In those situations, why should we impose the extra time and effort to plug additional classification into the XML? For those tech writers, the end goal isn’t to make that XML as rich and complete as possible. The goal is to make the final publication as complete and effective as is appropriate for their end users.
Now we can look at classification and all the related ways of managing XML content in a whole new way.
The truth is, XML attribute classification is not enough.
Unless you deal with products simpler than a toaster, key words and metadata taxonomies struggle to hold all the complexity of the ways we manage product and document configuration.
It means we could continue adding and updating classifications to content until, in some cases, there’s more metadata than content.

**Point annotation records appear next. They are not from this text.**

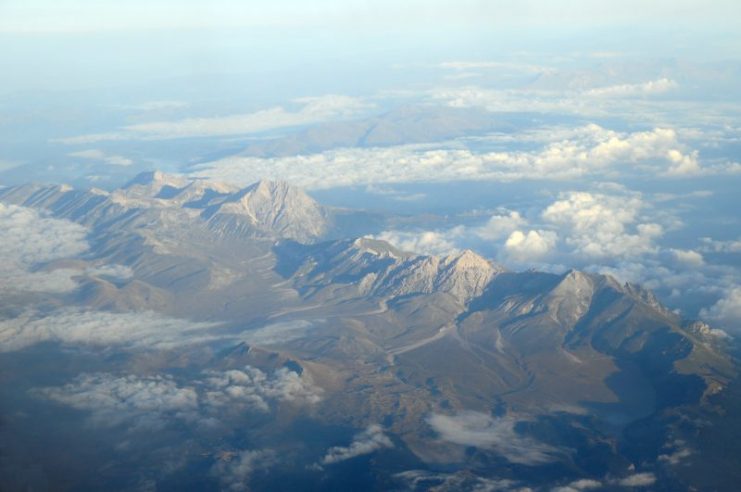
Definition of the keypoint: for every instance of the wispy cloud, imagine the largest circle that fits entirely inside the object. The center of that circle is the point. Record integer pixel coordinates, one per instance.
(652, 87)
(99, 155)
(311, 110)
(30, 239)
(234, 472)
(370, 440)
(588, 151)
(69, 326)
(496, 434)
(150, 401)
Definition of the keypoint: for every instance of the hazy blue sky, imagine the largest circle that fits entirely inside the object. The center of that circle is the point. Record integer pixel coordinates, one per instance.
(80, 15)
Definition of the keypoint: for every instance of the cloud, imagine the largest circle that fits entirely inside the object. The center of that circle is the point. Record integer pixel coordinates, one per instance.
(426, 480)
(531, 245)
(579, 485)
(158, 400)
(589, 150)
(312, 110)
(727, 311)
(253, 388)
(599, 226)
(157, 105)
(650, 88)
(710, 245)
(425, 242)
(145, 330)
(370, 440)
(29, 239)
(234, 472)
(500, 225)
(143, 402)
(687, 257)
(638, 480)
(99, 155)
(496, 434)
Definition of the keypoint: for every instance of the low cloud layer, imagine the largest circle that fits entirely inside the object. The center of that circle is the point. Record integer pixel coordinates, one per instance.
(370, 440)
(311, 110)
(588, 150)
(156, 400)
(146, 330)
(30, 239)
(235, 472)
(100, 156)
(610, 230)
(496, 434)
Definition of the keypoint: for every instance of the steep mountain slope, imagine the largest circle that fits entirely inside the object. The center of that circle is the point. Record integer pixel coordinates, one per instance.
(435, 348)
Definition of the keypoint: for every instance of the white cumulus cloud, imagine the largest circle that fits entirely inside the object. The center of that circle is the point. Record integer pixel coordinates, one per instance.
(366, 442)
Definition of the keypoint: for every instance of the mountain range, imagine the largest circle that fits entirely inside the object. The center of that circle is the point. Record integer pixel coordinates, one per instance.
(452, 371)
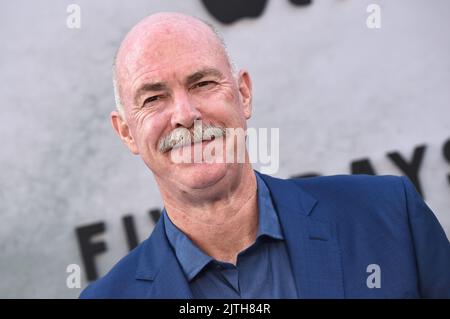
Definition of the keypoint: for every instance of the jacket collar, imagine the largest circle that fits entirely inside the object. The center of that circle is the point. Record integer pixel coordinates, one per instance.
(312, 246)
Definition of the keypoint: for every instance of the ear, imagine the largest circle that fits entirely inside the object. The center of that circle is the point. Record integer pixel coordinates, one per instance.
(123, 130)
(245, 92)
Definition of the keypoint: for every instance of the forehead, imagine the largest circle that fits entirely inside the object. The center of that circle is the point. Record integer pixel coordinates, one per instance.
(164, 51)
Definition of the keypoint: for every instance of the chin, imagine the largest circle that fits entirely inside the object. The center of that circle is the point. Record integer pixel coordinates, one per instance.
(202, 175)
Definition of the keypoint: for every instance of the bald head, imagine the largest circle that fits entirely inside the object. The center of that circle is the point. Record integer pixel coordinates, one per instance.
(156, 39)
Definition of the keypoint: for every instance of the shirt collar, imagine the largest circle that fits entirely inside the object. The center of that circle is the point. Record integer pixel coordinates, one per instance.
(193, 259)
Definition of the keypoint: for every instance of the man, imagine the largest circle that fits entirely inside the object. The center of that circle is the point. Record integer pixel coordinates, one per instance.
(229, 232)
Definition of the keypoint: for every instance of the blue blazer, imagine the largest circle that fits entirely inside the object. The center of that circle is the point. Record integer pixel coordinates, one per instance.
(336, 229)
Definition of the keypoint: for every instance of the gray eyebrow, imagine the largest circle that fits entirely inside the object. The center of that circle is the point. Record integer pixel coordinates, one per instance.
(190, 79)
(196, 76)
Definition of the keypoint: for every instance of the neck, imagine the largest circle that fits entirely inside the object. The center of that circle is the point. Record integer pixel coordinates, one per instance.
(223, 225)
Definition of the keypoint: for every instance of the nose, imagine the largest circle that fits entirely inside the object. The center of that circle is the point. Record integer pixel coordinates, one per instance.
(185, 113)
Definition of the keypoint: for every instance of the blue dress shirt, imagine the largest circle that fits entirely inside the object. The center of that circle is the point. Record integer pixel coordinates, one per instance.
(262, 270)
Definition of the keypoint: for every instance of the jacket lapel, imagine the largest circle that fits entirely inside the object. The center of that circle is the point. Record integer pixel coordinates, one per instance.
(312, 244)
(158, 263)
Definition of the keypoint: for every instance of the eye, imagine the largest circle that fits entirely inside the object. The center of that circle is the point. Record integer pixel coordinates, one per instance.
(204, 84)
(152, 99)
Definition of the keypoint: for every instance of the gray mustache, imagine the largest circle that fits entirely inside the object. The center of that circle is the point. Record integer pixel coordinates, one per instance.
(182, 136)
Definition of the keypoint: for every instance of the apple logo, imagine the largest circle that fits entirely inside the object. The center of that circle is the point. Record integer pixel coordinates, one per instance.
(230, 11)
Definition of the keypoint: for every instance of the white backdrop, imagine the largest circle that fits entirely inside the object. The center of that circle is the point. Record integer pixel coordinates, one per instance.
(337, 90)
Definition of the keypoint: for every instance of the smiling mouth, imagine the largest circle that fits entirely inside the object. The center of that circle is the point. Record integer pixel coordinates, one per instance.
(181, 145)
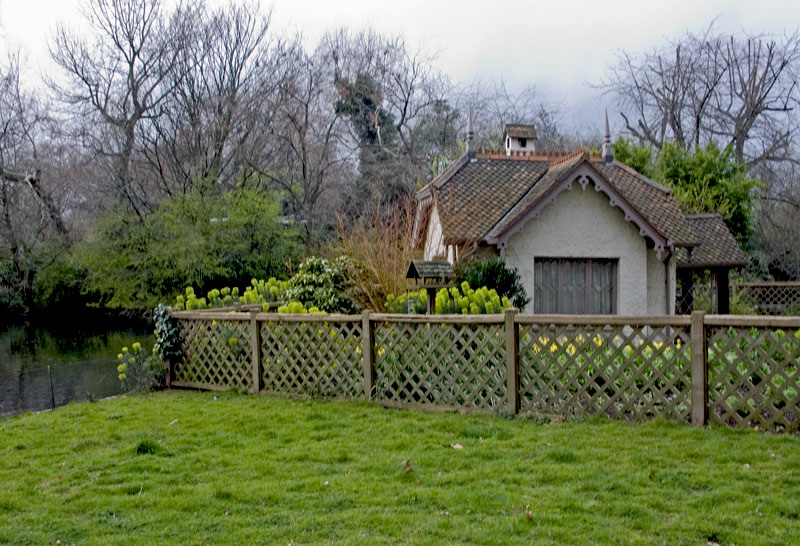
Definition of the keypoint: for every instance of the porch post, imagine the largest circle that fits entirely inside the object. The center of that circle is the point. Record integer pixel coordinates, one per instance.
(686, 275)
(723, 291)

In an optimal scenario, classification comes as a side effect or result of doing work, or of the data you’re working with, not as extra steps to input classification content into the XML topic.
For customers with products managed in a PLM environment, much of this semantic and product classification is already available.

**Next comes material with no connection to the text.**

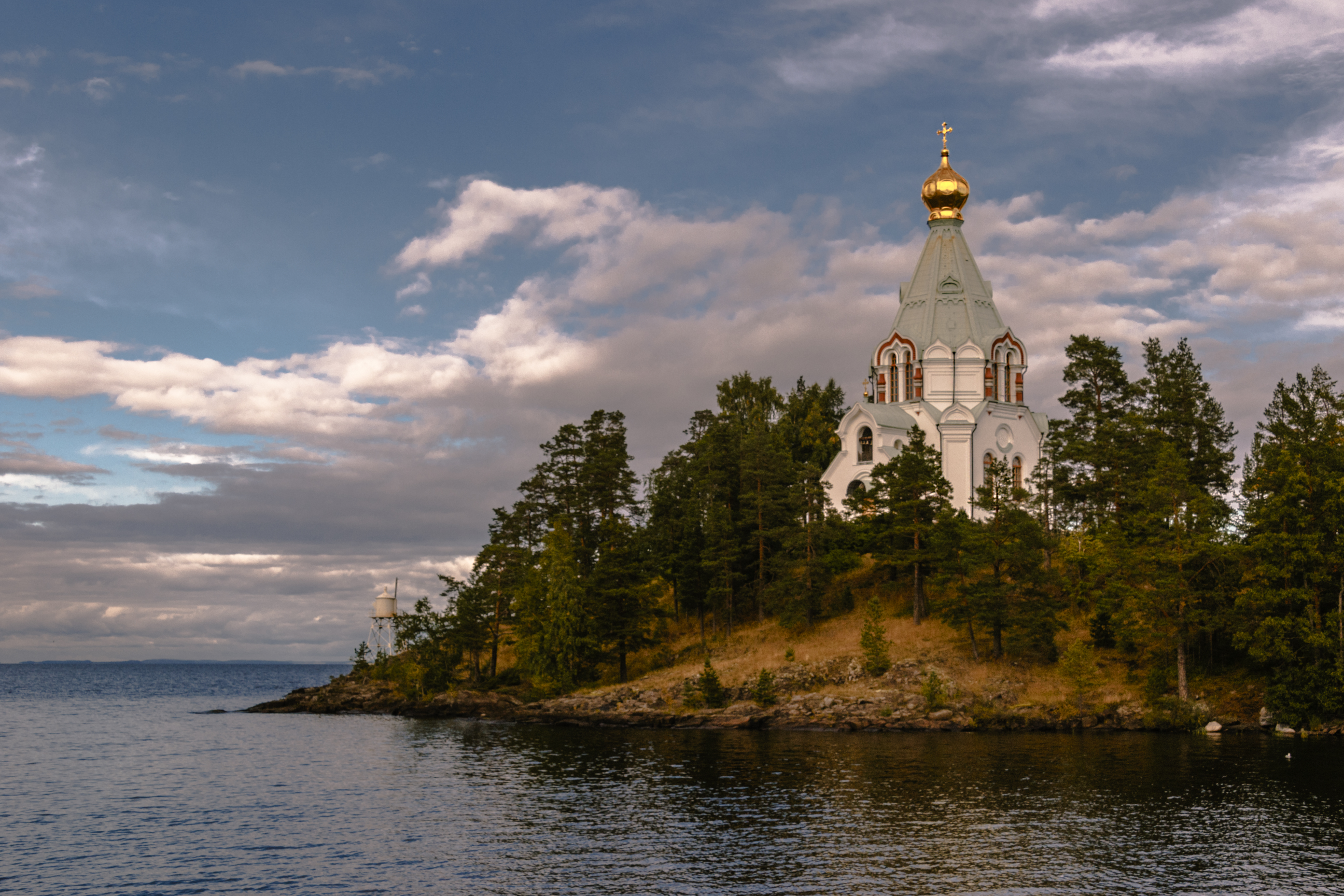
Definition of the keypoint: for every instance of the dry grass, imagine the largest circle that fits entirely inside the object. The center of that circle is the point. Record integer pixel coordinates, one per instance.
(757, 647)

Options and variants that are applied to product configuration, change information and release states of products – all are available to the tech writer to use, and not just as source information.
When the information can be inherited from the engineering and product world into technical documentation through technical publications software, and organized by both category or part relationships and reuse of parts directly as content, we realize multiple benefits:
- saving time – both in the initial creation of the illustration or topic, and in future research and updates to that content
- lower risk of inaccurate information – we’re applying it from the source, instead of re-creating, retyping, or reinterpreting it into a classification hierarchy
- all writers in the organization will have a more complete view of the entire ontology of information both available and applicable to documents and products
- we can modify and apply classification as needed, without driving additional, often inaccurate, revisions to the content
When we have to modify an XML topic simply to change the metadata, we’re imposing additional constraints and rules about how and where that topic can be reused.

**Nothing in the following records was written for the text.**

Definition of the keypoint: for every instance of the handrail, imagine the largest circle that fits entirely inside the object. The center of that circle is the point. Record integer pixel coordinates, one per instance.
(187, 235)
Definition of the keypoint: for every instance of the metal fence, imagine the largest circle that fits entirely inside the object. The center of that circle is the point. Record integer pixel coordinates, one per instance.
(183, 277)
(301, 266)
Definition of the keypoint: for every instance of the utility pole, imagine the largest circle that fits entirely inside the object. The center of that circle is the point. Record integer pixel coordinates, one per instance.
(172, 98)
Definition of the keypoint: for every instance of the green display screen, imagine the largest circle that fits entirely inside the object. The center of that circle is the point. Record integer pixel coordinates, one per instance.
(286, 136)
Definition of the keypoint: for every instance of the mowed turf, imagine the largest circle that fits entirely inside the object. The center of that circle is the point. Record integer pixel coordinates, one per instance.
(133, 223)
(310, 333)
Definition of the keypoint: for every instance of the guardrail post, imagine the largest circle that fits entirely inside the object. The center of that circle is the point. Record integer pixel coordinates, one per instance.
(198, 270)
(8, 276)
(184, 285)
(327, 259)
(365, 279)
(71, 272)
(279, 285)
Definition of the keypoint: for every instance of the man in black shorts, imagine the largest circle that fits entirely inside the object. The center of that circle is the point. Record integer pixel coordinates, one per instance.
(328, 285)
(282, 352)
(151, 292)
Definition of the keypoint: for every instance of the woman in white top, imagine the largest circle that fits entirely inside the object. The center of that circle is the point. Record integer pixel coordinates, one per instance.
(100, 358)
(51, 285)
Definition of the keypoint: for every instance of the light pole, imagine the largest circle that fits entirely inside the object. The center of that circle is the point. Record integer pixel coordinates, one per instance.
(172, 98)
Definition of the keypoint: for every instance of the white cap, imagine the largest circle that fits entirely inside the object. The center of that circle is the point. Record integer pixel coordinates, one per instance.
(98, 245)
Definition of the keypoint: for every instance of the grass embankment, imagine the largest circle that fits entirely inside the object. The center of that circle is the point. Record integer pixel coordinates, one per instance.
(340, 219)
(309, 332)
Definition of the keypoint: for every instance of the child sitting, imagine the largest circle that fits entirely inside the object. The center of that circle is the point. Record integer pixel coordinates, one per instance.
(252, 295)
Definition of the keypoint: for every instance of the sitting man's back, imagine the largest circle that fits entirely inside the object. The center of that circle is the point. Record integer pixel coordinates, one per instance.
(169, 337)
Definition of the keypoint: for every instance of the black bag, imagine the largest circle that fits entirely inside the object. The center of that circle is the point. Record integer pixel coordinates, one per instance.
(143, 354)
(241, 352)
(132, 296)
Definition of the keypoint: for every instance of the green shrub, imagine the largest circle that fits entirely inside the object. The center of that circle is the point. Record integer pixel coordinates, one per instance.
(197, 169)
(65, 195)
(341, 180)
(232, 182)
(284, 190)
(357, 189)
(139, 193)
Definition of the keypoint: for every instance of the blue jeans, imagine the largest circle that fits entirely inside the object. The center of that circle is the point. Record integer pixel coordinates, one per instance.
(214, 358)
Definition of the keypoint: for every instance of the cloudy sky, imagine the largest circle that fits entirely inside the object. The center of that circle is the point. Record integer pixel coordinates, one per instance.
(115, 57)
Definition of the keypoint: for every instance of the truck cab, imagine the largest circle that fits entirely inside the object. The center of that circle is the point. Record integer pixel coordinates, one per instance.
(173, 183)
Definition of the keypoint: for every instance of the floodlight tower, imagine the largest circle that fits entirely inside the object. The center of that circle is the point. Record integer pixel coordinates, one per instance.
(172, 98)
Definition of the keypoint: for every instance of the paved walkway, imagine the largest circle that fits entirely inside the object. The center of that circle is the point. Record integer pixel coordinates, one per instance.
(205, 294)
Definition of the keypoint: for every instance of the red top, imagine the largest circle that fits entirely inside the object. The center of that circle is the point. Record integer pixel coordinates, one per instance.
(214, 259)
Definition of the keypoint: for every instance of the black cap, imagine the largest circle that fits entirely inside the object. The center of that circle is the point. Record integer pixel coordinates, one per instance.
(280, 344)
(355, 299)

At a minimum, writers would have to spend additional time analyzing if the change to the content impacts the other documents it is referenced from.
By relating the classifications that are not critical to content, instead of embedding them, we allow topics to be more flexible in their reuse. We can add context and applicability without impacting the existing uses for that content.
Obviously this doesn’t work for all customers.
Aerospace and defense customers who are required to provide their content in S1000D and similar compliant XML structures will always have metadata- and attribute-heavy authoring processes.
Tech pubs groups who produce online documents that are interactive are dependent on metadata and attributes in the XML to drive the appropriate display of document content, but in future, they may want to consider pushing that classification into the final output of the technical publications software, instead of imposing that work on the writers up front.